There are always arguments that it is not the job of innovative pharma to "care" about developing countries and those that can not afford to pay. At the end of the day, the pharma companies are a business, and not a charitable organization. And, I understand and even (surprise) agree with this. Pharma companies need incentives (financial incentives to be clear) in order to continue and innovate for new diseases. This makes sense...it costs money to make money.
On a macroeconomic level, increasing access to medicines not only improves quality of life but creates economic value.
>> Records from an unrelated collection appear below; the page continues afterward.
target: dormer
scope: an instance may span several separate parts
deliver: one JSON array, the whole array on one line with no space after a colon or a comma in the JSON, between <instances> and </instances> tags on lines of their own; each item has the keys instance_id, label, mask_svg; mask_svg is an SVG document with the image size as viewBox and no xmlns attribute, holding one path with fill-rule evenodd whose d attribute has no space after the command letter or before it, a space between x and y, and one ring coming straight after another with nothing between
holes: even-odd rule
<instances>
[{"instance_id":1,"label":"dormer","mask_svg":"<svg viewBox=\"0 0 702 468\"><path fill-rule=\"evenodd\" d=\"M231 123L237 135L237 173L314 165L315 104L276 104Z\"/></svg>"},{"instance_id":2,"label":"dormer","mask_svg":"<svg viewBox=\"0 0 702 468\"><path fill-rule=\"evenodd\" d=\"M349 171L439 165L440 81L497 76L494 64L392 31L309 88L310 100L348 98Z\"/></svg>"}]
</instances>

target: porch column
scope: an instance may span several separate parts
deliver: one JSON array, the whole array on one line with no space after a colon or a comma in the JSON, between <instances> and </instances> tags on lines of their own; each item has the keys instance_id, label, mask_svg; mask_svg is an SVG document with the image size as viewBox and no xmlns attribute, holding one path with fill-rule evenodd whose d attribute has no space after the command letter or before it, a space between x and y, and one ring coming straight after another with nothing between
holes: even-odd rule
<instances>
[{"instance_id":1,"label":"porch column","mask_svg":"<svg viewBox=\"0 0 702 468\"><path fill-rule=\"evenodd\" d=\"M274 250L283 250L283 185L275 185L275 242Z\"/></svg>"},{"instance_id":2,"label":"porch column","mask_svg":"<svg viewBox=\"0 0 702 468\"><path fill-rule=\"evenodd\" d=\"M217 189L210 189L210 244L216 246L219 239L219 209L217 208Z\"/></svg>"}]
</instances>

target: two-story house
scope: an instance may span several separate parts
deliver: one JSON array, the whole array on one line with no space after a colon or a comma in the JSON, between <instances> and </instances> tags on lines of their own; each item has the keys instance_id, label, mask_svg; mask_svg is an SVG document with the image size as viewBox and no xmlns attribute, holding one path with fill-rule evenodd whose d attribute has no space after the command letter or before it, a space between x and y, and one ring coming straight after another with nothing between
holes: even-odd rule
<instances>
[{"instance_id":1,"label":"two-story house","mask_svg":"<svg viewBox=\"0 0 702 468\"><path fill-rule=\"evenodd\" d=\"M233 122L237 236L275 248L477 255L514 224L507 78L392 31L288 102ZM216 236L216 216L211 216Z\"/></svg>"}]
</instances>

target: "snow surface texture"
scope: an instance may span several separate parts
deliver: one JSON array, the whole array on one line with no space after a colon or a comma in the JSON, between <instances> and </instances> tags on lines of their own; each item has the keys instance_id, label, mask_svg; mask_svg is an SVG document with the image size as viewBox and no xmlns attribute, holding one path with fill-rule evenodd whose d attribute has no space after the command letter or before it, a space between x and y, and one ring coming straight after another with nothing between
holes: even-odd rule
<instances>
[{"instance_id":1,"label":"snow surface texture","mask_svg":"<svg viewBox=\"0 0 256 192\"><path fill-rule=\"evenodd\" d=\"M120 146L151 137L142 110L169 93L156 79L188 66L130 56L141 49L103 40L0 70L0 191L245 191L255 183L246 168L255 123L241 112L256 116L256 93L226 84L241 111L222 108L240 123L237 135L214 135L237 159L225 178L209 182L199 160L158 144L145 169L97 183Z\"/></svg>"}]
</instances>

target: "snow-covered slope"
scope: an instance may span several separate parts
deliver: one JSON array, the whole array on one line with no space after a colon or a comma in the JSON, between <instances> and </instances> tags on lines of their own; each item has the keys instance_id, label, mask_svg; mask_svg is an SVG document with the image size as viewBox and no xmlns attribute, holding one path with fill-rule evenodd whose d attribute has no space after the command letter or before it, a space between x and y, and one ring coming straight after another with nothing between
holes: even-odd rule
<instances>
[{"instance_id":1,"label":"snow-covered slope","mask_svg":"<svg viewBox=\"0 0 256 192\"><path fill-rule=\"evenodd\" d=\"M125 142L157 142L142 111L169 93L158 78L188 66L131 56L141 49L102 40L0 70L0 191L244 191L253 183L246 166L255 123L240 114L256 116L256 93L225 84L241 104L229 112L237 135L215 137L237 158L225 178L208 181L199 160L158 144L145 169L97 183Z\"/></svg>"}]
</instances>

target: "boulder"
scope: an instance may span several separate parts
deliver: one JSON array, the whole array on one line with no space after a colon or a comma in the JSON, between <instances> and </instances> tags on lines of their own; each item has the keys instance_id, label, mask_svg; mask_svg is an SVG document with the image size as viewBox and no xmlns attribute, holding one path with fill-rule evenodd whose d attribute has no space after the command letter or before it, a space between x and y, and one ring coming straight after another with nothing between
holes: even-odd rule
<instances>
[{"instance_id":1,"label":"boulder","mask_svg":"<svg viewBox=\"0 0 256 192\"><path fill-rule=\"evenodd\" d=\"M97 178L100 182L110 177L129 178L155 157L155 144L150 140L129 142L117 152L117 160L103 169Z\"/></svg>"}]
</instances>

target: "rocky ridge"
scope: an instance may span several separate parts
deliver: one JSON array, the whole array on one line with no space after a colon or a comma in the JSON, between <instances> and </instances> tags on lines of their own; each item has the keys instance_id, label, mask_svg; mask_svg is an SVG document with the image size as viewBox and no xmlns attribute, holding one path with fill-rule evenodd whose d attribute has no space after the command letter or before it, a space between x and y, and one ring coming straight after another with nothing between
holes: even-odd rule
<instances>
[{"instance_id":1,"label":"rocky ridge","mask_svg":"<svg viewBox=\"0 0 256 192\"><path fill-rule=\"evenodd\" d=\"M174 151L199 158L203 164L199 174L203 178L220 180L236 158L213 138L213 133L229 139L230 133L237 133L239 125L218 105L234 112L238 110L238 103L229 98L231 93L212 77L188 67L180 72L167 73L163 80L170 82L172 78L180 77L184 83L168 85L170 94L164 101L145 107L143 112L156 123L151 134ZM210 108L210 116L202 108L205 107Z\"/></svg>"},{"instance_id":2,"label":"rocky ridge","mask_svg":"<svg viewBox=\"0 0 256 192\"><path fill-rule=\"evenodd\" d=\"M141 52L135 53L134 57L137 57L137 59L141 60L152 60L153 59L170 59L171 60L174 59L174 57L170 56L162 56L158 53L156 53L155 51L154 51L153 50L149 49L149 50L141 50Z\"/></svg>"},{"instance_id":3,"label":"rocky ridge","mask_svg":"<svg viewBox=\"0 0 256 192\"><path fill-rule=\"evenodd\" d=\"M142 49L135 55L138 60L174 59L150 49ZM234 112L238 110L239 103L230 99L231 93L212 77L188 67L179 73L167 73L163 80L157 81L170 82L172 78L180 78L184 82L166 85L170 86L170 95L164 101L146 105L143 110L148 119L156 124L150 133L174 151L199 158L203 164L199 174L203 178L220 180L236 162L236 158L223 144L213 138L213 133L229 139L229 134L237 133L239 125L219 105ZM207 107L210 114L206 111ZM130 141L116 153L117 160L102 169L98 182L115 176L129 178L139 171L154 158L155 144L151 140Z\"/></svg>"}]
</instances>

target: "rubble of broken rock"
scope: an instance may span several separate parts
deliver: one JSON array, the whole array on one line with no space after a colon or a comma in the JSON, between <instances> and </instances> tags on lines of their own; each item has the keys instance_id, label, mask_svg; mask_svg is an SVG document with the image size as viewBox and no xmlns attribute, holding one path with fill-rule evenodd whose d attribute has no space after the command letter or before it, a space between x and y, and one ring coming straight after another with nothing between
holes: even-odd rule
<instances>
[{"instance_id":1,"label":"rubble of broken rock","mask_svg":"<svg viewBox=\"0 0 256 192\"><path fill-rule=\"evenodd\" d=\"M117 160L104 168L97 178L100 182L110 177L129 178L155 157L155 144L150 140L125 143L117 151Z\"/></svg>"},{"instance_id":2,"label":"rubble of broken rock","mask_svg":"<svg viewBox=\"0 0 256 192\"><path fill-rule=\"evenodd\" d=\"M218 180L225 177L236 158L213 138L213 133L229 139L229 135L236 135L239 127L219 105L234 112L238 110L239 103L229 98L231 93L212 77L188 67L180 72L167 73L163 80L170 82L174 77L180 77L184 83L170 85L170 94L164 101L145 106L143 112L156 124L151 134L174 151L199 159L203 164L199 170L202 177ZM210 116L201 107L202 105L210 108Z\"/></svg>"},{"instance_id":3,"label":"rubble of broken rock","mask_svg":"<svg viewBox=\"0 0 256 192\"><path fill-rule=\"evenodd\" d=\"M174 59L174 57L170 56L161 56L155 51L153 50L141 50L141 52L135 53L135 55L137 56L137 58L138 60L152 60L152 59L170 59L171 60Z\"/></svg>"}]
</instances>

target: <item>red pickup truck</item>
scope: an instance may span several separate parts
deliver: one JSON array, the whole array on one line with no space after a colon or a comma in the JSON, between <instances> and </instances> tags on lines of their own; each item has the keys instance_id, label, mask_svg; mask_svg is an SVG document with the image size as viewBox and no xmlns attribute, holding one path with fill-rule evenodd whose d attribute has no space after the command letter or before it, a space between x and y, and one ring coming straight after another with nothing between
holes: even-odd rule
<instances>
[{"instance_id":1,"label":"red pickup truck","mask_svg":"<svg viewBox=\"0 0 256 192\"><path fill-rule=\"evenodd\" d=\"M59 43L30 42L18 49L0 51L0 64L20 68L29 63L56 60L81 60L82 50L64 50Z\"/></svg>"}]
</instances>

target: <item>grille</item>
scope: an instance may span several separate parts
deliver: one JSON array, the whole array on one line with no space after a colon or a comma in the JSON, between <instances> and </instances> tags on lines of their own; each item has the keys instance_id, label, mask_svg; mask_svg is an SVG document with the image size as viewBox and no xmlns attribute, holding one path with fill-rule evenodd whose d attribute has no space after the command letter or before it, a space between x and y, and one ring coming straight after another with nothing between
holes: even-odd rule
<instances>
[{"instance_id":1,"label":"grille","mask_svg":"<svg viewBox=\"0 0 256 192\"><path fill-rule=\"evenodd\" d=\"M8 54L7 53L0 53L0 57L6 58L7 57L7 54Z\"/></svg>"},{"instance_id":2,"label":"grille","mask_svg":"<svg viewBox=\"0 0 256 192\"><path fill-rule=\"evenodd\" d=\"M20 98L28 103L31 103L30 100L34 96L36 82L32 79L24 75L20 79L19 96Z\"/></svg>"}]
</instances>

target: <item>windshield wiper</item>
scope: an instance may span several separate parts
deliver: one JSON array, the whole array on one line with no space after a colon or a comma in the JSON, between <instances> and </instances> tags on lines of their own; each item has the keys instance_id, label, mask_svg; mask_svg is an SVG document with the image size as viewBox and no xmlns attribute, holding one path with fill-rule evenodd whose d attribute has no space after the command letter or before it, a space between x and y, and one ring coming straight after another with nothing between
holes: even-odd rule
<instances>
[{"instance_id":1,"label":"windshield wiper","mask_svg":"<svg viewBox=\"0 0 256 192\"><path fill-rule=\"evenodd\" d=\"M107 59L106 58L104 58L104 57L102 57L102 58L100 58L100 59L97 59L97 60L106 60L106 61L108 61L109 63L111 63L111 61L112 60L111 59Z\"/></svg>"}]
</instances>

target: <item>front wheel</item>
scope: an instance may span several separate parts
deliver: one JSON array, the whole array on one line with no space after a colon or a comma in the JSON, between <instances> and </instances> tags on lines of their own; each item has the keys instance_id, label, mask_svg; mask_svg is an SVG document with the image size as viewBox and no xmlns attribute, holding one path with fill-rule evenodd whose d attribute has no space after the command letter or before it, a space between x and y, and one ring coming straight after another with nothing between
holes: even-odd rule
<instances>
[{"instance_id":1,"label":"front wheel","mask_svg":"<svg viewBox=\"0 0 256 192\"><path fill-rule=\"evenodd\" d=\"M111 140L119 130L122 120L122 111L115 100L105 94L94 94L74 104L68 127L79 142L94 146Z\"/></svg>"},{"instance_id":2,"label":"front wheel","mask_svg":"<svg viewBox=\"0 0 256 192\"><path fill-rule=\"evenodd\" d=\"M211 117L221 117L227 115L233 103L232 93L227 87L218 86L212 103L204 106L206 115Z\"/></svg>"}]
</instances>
Imagine all those parents not passing away - able raise their children and maintain businesses, encourage education and continue on their paths. What if the life expectancy in Swaziland was not in the 40's (thanks to AIDS) but pushed to the 70's? Would businesses thrive? More families stay in rural homelands instead of moving to overly crowded cities? A halt in the spread of HIV because not as many young girls would have to resort to prostitution?
On this blog and website www.accesstomedicines.com, I hope to create awareness of the challenges to Access to Medicines, while also sharing knowledge to raise awareness of potential solutions and examples of initiatives that work. Pharma companies, governments and various industries such as gas & oil companies must have vested interests in improving Access to Medicines issues around the world.
I hope this website educates, inspires and fosters Access to Medicines in the world.
Future posts to include: Patent Pool, UNITAID, Product Development Partnerships (PDPs), Forecasting in Developing Countries, Clinton Foundation basics, Barriers to Access, Access from a Pharmacist perspective, Innovative pharma value chain, Generics value chain, Innovation vs. Generics, Case studies, innovative business model profiles, Special Guest posts and more!
If you have an idea for a post and would like to submit it for posting please contact me at: AGrant@AccesstoMedicines.com.
Let's take the Gilead example a few summers ago that caused less than 1,000 HIV+ patients in Ecuador major grief (once again, to the people who argue that middle income countries should still pay inflated prices to subsidize the lower income countries - 1,000 patients hardly constitutes a "commercial market"). Here is the story in brief: Gilead has a licensing agreement with Matrix (a Generic manufacturer in India) to product TDF/FTC (Truvada - one of the best HIV ARVs out there). In return, Gilead receives 5% in licensing fees from this arrangement. Gilead now registers the Truvada product in Ecuador and suddenly the country can no longer import the quality approved, affordable generic version since it is not a country included in the Gilead Access policy and it now violates patent trade agreements (TRIPS). We are talking about 1000 patients. That's it. No more affordable meds. Not only are the trade agreements hindering access, but in many middle income countries local distributors act as middle-men and inflate the costs (as much as 3000% in some middle-income countries). Even drugs purchased through foundations are subject to this local distributor cost inflation. Local pharmaceutical sales reps are rewarded based on incentives to sell drugs at higher prices - even selling the marked-up goods to government sponsored programs. It is true that certain therapeutic areas (restless leg syndrome anyone?) should be more expensive to "subsidize" other diseases that are more frequent in developing countries. HIV/AIDS is a therapeutic area where patients no matter where they live, deserve regular access to the treatments.